In the course of time, and in true fulfillment of prophecy and promise, the joyous advent of Messiah took place, even He Who should be called "the Son of God." Now, God's supremacy is seen here in a marked way, and it is instructive to read Luke's opening chapter in confirmation of so great a truth. To quote but a few words, will, I think, give us a key to the whole chapter, and indeed, to the record of Christ's wondrous life and death and resurrection. The words are those of the messenger to Miriam regarding the birth of John, the forerunner of Christ. "Seeing that it will not be impossible with God to fulfill His every declaration" (Luke 1:37).

Of course not. And the life of our Lord is the loftiest expression of such an utterance. What shall we say, too, of Paul, whose eventful life and career was so embedded in the fore-purpose of God? Did not his arrest by the Lord Christ, and subsequent mission to the nations, complete the divine ordering in the wisdom of God's two-fold purpose?

Think of the proud, religious Pharisee being led by the hand into Damascus. There he meets Ananias who said to him, "The God of our fathers fixes upon you beforehand to know His will, and to be acquainted with the Just One, and to hear the voice of His mouth, that you shall be His witness to all men of what you have seen and hear" (Acts 22:14,15).

Do we not perceive in these impressive words the foreknowledge of God, so in keeping with His great design for all mankind? And, notwithstanding his guilt, Christ further said to Paul, "Go! For I shall be delegating you afar to the nations" (Acts 22:21). Thus, in a very marked way, we see the apostle as one extricated from the people and from the nations, to be God's herald and a teacher of the nations in knowledge and truth.

In the guidance of God, what lessons must he have learned in Arabia, in desert quietude! And, maybe, the revelation awaiting him there very largely constituted him the lonely figure in his spiritual career. In how great a way Paul was used, his various letters well show. And that God was with him in wonderful guidance, his journeys confirm. In God we owe so much to the noble Paul, do we not? And how impressively, at Ephesus, he alludes to his unique commission as an apostle of the risen Christ!
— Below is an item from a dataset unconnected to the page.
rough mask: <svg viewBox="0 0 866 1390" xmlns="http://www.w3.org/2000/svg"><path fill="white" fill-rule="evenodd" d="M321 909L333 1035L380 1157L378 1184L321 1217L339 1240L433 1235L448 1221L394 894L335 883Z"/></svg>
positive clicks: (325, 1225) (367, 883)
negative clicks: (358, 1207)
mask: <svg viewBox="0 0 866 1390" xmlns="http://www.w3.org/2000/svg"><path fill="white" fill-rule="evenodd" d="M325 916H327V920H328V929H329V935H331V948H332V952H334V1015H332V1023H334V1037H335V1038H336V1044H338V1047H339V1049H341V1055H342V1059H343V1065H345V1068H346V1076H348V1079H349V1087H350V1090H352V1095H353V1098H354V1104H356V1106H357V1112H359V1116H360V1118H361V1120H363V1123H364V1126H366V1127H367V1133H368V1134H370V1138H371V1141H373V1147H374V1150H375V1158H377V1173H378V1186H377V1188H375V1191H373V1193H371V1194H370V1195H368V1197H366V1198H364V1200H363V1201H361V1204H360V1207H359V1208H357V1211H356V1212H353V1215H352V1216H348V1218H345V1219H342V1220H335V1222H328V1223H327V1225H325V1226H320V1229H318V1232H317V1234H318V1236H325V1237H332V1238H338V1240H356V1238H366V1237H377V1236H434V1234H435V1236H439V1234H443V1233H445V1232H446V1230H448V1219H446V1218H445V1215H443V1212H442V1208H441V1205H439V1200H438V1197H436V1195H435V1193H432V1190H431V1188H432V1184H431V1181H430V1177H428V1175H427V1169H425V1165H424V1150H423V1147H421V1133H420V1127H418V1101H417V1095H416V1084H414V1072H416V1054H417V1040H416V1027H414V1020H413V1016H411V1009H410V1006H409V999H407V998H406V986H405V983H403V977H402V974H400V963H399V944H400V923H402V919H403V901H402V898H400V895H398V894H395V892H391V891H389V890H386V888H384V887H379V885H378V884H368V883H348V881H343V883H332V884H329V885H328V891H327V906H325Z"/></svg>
"Lo! I, bound in spirit, am going to Jerusalem, not being aware what I will meet with in it, more than that the holy spirit, city by city, certifies to me, saying that bonds and afflictions are remaining for me. But of nothing have I a word, nor yet am I making my soul precious to myself, till I should be perfecting my career and the dispensation which I got from the Lord Jesus, to certify the evangel of the grace of God"
(Acts 20:22-24).

Truly, "all is of God." Hence, those citations of Scripture as to His wondrous foreknowledge, inscrutable judgments, and untraceable ways. Who is there of thoughtful mind and long experience as a believer of God's Word, who has not again and again perceived evidence of God's directive power? As Cowper writes in his poem, The Task:

"Happy the man who sees a God employed
In all the good and ill that chequer life!
Resolving all events with their effects
And manifold results, into the will
And arbitration wise of the Supreme."

Nor does the acceptance of such a thought make for fatalism. Rather does it deepen reliance upon God, in desire and request for wisdom and understanding, that we may the more closely live as unto Him. God is indeed supreme, and moves to His great ends unthwarted by the ill. There is mystery, it is true, but what a marvelous and sustaining hope!